Nice. Have you tried any enquiring locally as to what the place was?


----------



## evilnoodle (Nov 5, 2010)

This looks really good! Nice one, fella


----------



## theoss (Nov 6, 2010)

Just to add. Entrance to this bunker has since been sealed. There is no further access at the present time.


----------



## Cuban B. (Nov 6, 2010)

It looks like an interesting site, was there much asbestos down there?


----------



## theoss (Nov 6, 2010)

Cuban B. said:


> It looks like an interesting site, was there much asbestos down there?

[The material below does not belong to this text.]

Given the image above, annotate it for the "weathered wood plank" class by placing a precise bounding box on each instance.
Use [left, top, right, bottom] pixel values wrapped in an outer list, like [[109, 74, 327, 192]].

A bit of broken stuff knocking about- nowhere near as Bempton thougjh.


----------



## sidsabbath (Jan 21, 2011)

Fantastic!


----------



## professor frink (Jan 21, 2011)

Nicely lit photos, and a nice find.


----------



## theoss (Jan 22, 2011)

I don't really chance across any notable explores these days, so when I saw the entrance to this place, I expected just a little cavey thing, once inside I reaslised it was bigger, and got my hopes up, but ended up being a bit dissapointed.




bunker 153 by theoss, on Flickr

NOTE- these pictures are still from November 2010. The steel gate in the picture below has now been used to secure the access- there was suggested someone was living in there, so it was checked out and secured. I have recently been back to this location, and it is still very secure.




bunker 154 by theoss, on Flickr


----------